Issuing, revoking and managing cards

The operational side is where RFID earns its keep over mechanical keys: a lost card is a database edit, not a lock change.

Enrolment — register each card's encrypted identity in the controller software, link it to a named person, and assign door groups and time schedules (for example, housekeeping 8am-6pm only).
Revocation — when a card is lost or an employee leaves, mark it disabled. The next time it is tapped, the controller refuses and logs the attempt. With networked or cloud systems this propagates instantly; with standalone panels someone must update each door.
Audit logs — every grant and denial is timestamped.
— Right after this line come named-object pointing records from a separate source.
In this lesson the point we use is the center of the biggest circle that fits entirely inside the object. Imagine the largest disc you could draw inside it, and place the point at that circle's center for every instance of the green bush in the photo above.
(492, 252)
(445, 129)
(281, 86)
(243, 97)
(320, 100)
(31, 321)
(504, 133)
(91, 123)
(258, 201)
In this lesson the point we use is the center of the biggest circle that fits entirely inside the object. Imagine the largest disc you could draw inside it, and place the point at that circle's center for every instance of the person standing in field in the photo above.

This is the feature security managers value most; see door access audit logs.
Lifecycle hygiene — reconcile the cardholder list quarterly, hunt down "orphan" cards held by ex-staff, and physically destroy returned cards rather than re-issuing without re-keying.
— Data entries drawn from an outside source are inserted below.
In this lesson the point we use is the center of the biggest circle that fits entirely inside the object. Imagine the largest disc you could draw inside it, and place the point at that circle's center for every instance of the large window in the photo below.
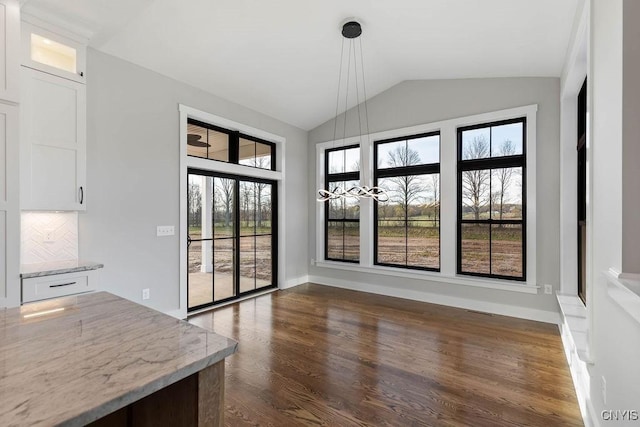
(342, 224)
(407, 226)
(491, 198)
(215, 143)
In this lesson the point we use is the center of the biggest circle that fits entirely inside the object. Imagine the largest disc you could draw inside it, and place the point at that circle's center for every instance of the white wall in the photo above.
(616, 336)
(417, 102)
(631, 135)
(133, 182)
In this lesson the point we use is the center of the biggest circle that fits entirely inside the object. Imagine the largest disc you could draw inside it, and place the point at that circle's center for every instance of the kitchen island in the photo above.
(102, 360)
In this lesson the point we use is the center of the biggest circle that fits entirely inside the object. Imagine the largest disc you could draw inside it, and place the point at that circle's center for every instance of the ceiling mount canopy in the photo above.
(352, 30)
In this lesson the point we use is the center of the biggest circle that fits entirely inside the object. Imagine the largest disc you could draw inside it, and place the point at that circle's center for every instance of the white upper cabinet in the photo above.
(47, 51)
(10, 45)
(53, 142)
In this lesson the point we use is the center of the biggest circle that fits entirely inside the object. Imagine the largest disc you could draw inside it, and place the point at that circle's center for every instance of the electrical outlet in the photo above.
(165, 230)
(49, 236)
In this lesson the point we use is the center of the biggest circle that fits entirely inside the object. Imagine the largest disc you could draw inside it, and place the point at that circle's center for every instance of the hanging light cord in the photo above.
(376, 193)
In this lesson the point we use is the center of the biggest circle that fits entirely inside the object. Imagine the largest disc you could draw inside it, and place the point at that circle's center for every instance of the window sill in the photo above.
(503, 285)
(625, 292)
(574, 319)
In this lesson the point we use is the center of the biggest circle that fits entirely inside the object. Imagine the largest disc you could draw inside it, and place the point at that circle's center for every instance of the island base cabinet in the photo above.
(197, 400)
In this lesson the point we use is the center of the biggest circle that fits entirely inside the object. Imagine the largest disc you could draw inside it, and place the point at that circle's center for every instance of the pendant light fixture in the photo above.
(351, 31)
Because cardholder data and movement logs are personal data, handle them under the DPDP Act 2023: collect only what you need, secure the database, and define a retention period.

Where RFID door access fits — and what it costs

Setting	Typical deployment	Recommended card	Notes
Office / IT park	Networked, per-floor doors, AMC	DESFire EV3	Tie to HR for joiner/leaver; OSDP readers
Gated society	Gate + clubhouse + lift access	DESFire / MIFARE Plus	See gated society access control
Hotel	Per-room, encrypted, re-keyed each stay	Hotel smart-card	See hotel door lock systems
Coworking	Cloud, time-bound, app + card	DESFire	Self-service issuance common
Warehouse	Few high-traffic doors, rugged readers	DESFire fob	Pair with office access control design

Indicative cost (India 2026, installed, ex-GST)

Component	Band (₹)
Controller / panel (1-2 doors)	5,000-30,000
13.56MHz RFID reader	2,500-15,000
EM/maglock or electric strike	1,500-6,000
Exit button, door sensor, PSU + backup	3,000-8,000
Encrypted cards/fobs (each)	80-350
Per-door installed (card-only)	8,000-25,000

Add 18% GST. A networked multi-door system with software and AMC is quote-driven — engage an integrator. Estimate your rollout with the access control cost estimator and weigh card-only against card-plus-PIN options with the smart lock selector.

Power reality: India's power-cuts make backup non-negotiable. Specify a controller with a battery and decide your lock's fail behaviour deliberately — escape doors fail-safe (unlock on power loss), high-value stores fail-secure with a UPS. Read door access power backup and the cluster pillar, the complete door guide, alongside door automation.

Frequently asked questions

Is RFID door access secure enough for an office?

Yes — if you use encrypted 13.56MHz cards (MIFARE DESFire or better) with per-site keys and OSDP reader wiring. The 125kHz proximity cards that flood the budget market are not secure; their fixed ID can be cloned in seconds. For sensitive areas add a PIN as a second factor.

Can my RFID card be cloned?

Low-frequency 125kHz cards and broken MIFARE Classic cards can be cloned with inexpensive handheld devices or even some phone apps. Properly configured DESFire cards that authenticate with an encrypted key cannot be practically cloned. The risk is a property of the chip and configuration, not RFID as a concept.

What happens to an RFID door during a power cut?

It depends on the lock. A fail-safe maglock unlocks so people can leave — required on fire-escape routes under NBC 2016. A fail-secure strike stays locked, which suits a stockroom but needs UPS backup so authorised people can still get in. Decide deliberately and provide battery backup either way.

How do I revoke a lost card?

Mark it disabled in the access-control software. On networked or cloud systems the change is instant across all doors; on standalone panels each door must be updated. The card then triggers a logged denial. Always destroy returned cards rather than silently re-issuing them.

Is RFID better than a PIN keypad or app?

Each has trade-offs. RFID is fast and hard to shoulder-surf but the credential can be lost or cloned if cheap. PINs cost nothing to issue but get shared and observed. Apps are convenient but depend on phones and connectivity. Many sites combine them — see multi-factor door access and pin code door locks.